The year-long research project – supported by the chair of the Communities and Local Government Committee, Clive Betts MP – heard from councillors across England about their work and the pressures they face in governing communities, as well as evidence from councillors about issues of concern to them and what councillors wanted policymakers in central government, the public and media to know about the work they undertake.
When the Commission was first launched NALC pressed for the local council sector not to be overlooked, securing representation on the Commission and a dedicated stream of work to ensure the voice of local councillors was heard.
The report’s six themes reflect evidence and discussions where councillors spoke about specific aspects of their work: the Council, beyond the Council, in response to central policy change, about perceptions, about the Job and when they spoke as a local councillor.
Specific messages from local councillors indicated the differences in their roles compared to those of principal authority councillors and the very specific issues that relate only to local councils, with recommendations including:
A national independent inquiry be undertaken by NALC to fully understand the relationship between local councils and principal authorities with the aim of identifying best practice and producing a national framework for local council-principal relationships;
The local council statutory right to be consulted on planning matters be extended to all statutory policies, strategies and plans resting with principal council executives;
As far as possible local councils avoid appointing to a chair or vice-chair of a local council, councillors who also sit on principal authorities;
The power of principal councils under the Local Government & Public Involvement in Health Act 2007 to conduct Community Governance Reviews is abolished.
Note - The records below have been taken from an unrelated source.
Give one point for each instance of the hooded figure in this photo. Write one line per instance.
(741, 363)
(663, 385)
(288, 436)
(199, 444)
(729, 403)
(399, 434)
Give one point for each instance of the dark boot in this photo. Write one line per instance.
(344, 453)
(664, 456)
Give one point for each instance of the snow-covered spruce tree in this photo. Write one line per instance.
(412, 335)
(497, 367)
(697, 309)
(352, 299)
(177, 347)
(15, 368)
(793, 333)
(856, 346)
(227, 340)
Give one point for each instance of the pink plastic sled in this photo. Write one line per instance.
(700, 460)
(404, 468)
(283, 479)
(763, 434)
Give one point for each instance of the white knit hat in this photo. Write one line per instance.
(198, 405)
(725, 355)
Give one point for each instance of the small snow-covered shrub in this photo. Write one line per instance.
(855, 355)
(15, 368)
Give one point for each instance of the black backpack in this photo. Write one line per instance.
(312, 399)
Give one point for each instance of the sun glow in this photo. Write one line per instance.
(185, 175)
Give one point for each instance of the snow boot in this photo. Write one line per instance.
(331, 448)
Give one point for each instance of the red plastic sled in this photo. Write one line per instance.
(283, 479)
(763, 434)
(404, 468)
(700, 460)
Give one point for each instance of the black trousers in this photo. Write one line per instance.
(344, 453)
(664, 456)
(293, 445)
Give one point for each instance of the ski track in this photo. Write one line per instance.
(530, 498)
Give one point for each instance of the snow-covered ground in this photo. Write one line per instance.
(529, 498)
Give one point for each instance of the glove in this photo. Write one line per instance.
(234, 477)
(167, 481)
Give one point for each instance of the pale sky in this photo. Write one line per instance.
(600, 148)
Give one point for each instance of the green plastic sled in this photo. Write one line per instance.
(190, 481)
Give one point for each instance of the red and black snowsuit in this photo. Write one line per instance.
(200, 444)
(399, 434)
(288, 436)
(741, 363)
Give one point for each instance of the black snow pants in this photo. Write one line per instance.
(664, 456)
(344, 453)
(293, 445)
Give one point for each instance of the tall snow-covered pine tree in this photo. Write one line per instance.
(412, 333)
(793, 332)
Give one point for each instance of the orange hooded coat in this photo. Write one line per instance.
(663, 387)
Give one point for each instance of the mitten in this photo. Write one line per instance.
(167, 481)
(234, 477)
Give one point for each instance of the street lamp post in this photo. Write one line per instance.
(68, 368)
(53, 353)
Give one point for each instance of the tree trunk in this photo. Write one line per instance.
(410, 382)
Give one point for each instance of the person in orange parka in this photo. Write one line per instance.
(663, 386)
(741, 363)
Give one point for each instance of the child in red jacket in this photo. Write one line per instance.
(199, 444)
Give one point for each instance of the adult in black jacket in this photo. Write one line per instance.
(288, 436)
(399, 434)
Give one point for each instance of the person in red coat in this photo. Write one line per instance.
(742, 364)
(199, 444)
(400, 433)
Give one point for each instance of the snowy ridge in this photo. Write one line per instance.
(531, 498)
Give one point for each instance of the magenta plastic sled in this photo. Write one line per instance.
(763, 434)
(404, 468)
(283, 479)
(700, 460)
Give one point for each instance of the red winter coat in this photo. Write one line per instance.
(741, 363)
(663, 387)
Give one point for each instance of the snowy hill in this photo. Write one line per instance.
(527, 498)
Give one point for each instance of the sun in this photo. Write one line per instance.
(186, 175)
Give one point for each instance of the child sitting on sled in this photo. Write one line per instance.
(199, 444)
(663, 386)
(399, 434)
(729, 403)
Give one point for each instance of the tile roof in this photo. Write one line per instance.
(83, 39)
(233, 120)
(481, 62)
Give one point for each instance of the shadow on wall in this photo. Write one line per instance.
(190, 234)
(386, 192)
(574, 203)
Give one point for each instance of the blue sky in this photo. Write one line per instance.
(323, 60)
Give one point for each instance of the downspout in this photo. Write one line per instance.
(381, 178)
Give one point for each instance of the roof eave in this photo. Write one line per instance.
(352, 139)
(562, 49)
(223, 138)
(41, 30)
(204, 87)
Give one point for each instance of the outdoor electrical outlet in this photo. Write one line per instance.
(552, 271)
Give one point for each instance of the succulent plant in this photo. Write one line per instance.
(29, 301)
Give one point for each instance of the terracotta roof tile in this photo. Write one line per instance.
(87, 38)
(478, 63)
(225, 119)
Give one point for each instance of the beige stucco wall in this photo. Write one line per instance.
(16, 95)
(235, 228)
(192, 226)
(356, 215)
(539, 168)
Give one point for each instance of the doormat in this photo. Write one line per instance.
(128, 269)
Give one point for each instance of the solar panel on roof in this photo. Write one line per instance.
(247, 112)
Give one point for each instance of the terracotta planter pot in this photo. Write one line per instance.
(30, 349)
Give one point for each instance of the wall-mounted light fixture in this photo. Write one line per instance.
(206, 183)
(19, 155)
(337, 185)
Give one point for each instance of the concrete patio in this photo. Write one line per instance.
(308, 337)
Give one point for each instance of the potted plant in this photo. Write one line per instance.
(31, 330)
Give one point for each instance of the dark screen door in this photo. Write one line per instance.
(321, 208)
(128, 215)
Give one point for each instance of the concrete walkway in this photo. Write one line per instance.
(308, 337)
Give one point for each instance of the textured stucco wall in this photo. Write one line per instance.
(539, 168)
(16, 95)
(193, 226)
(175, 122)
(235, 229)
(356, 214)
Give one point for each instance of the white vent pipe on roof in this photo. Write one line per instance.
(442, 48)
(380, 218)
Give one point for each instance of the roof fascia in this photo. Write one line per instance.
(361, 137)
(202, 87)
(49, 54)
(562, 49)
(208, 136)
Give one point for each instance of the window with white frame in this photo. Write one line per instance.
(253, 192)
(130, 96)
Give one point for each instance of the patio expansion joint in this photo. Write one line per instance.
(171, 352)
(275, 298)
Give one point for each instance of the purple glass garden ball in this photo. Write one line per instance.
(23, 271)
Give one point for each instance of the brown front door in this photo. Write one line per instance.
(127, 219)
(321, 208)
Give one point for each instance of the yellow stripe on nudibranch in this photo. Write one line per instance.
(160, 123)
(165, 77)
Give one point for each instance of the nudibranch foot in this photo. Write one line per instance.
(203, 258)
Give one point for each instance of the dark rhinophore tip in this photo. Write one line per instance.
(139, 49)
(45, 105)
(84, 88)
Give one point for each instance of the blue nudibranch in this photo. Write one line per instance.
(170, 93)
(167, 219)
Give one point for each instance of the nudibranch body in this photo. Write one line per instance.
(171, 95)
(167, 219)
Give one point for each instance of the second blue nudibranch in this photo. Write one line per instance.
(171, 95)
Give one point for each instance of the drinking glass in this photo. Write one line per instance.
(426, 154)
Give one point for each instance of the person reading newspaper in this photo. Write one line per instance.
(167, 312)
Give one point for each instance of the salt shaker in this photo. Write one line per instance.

Commenting on the report Cllr Sue Baxter, chairman of NALC, said: “That local councillors are such a central feature of the report of the Councillor Commission is a testament to their vital role in the governance of our communities and I very much welcome this timely research.
“When the Commission was first launched NALC pressed for our sector and our 80,000 councillors not to be overlooked in this well timed and long overdue study and we secured representation on the Commission and a dedicated stream of work to ensure the voice of local councillors was heard.
“I want to pay tribute to Cllr Mike Evans from Whiteley Town Council and the Hampshire Association of Local Councils for his important contribution as the parish commissioner, who was well placed to feed in the experiences of local councillors everywhere and instrumental in promoting the call for evidence and roundtables to ensure the Commission heard from grassroots councillors from across the country.
“The report rightly recognises the contribution parish and town councillors make to public service delivery, local democracy and community well-being and as a vital part of the overall governance of the country. And the report also states that if double devolution is to be successful, the parish level of government must be strengthened and empowered, a point I whole wholeheartedly endorse.
“Local councils are perfectly placed to be the front line in rebuilding community cohesion in divided Britain, and addressing the issues of austerity and local public service delivery. ‘Ultra-localism’ is the only way to rebuild community and local services in an age of division and austerity.
“I look forward to discussing next steps on the report with Cllr Mike Evans and the Commission, including the findings and recommendations aimed at NALC and parish and town councillors, as well as discussing it with government and others.”